Sobre este punto, usó el ejemplo del país europeo para hablar de la apertura de importaciones: «También escuché esa imbecilidad de que eso es una medida tomada de otro país. Y fíjese, vio que Suiza es uno de los países más prósperos del mundo ¿Qué produce Suiza? Turismo, relojes, chocolates, cortaplumas y servicios financieros. Y, bueno, ocasionalmente, un gran jugador de tenis. Entonces, cuando usted entra en un supermercado en Suiza, todo es importado«.
Y agregó: «Si yo me guío por esa estupidez de que si esa política es o no argentina, bueno, si los suizos hicieran eso, se morirían de hambre o estarían en un estado de obesidad flagrante porque solamente comerían chocolate». En esa línea, hizo la analogía con nuestro país: «Bueno, nosotros en Argentina solamente comeríamos dulce de leche.

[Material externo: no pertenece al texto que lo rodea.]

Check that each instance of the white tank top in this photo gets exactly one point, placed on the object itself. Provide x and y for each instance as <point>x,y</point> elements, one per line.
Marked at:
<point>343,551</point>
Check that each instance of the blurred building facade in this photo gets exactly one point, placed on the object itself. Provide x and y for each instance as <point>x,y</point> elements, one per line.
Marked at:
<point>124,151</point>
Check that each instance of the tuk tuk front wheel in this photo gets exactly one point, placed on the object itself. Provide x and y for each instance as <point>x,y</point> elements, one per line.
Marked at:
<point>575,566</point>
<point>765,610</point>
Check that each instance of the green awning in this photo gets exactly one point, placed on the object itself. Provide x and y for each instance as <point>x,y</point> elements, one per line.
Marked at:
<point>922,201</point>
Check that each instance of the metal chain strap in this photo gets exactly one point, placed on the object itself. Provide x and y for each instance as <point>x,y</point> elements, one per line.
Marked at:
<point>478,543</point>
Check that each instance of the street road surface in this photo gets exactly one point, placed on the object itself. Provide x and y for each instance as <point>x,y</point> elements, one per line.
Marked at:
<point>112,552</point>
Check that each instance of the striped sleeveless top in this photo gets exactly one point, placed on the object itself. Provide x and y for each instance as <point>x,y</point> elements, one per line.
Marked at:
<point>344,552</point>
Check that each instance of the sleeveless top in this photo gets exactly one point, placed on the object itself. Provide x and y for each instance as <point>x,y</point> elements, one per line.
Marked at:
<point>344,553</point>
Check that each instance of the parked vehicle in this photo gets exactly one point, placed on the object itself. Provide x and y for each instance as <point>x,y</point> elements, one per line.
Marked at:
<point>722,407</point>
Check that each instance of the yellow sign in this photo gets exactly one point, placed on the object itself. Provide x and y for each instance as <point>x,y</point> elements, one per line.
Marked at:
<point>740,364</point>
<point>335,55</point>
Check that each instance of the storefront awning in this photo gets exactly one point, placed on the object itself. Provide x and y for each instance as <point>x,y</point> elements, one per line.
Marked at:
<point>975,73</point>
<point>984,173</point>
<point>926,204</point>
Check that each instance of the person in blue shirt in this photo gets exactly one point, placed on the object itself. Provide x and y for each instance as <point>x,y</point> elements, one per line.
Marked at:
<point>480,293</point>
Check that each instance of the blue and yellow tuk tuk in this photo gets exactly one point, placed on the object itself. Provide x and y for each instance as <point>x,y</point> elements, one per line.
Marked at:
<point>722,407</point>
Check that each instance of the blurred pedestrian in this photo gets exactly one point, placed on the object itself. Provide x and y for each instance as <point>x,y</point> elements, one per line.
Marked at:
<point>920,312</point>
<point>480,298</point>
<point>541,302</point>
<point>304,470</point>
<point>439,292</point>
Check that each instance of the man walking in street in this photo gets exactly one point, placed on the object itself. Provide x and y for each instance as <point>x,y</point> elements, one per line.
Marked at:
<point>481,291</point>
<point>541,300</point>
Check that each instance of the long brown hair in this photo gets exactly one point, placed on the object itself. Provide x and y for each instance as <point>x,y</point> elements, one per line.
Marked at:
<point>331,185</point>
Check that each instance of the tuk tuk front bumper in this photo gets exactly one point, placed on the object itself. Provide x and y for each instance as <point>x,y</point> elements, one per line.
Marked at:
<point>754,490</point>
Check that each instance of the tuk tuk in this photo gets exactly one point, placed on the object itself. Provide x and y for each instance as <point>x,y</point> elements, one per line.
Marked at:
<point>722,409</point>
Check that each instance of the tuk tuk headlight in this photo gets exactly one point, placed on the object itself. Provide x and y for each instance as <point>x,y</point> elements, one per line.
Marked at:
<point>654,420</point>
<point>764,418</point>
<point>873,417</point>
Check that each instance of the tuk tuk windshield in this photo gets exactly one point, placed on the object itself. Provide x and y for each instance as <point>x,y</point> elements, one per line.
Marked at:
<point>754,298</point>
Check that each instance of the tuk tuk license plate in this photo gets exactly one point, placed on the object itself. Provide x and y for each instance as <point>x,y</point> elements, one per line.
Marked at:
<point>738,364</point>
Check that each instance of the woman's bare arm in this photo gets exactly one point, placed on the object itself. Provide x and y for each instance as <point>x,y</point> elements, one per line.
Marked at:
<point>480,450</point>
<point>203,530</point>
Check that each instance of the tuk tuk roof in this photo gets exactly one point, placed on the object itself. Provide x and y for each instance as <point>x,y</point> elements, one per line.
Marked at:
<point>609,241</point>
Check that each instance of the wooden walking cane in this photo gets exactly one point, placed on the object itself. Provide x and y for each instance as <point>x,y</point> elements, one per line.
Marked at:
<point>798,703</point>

Tendríamos unos problemas de sobrepeso tremendos porque sería lo único que comeríamos. Y andaríamos con biromes en colectivo nada más. O sea, no tenemos muchas más cosas».
La industria local pierde a medida que las importaciones aumentan
Mientras el mandatario ignora la producción local, es ese mismo entramado el que sufre las consecuencias de la apertura. La industria nacional enfrenta lo que se llama «efecto sandwich» -cuando la rentabilidad se ve afectada por dos variables-, mayores costos de producción y menor consumo. En ese marco, la consultora Industria y Desarrollo (I+D) proyecta que a lo largo de 2026 se perderán 105.000 puestos de trabajo: 60.000 empleos directos y 45.000 indirectos.
Mientras tanto, la actividad industrial perdió 3,1% en lo que va de 2026 y se ubica un 14,5% por debajo del máximo alcanzado en la última década, registrado en noviembre de 2017.
De este modo, la actividad industrial acumula una contracción del 3,1% en lo que va de 2026 y se ubica un 14,5% por debajo del máximo alcanzado en la última década, registrado en noviembre de 2017. “Se consolidan dos Argentinas económicas, y la industria vuelve a formar parte de la economía que se contrae. No solo retrocede la industria tradicional: también cae la metalmecánica vinculada a recursos naturales. Proveedores de minería (-5,6%), petróleo y gas (-3,5%) y agro (-9,5%), con una baja promedio de 5,1% en mayo según datos de ADIMRA. La industria y las pymes requieren un RIGI propio que permita revertir esta dinámica”, agregó (I+D).
Asimismo, según el Observatorio PyME, la baja de las ventas se consolidó como el principal problema para el 83% de las firmas relevadas.
En lo que respecta a las importaciones, las compras de bienes de consumo retrocedieron 3,1% en el mes, acumulan un crecimiento de 7,3% en los primeros cinco meses del año. En 2025, Argentina registró un superávit comercial de US$ 11.279 millones, con exportaciones por US$ 86.949 millones (+9%) e importaciones por US$ 75.670 millones (+24,5%), según datos del Indec.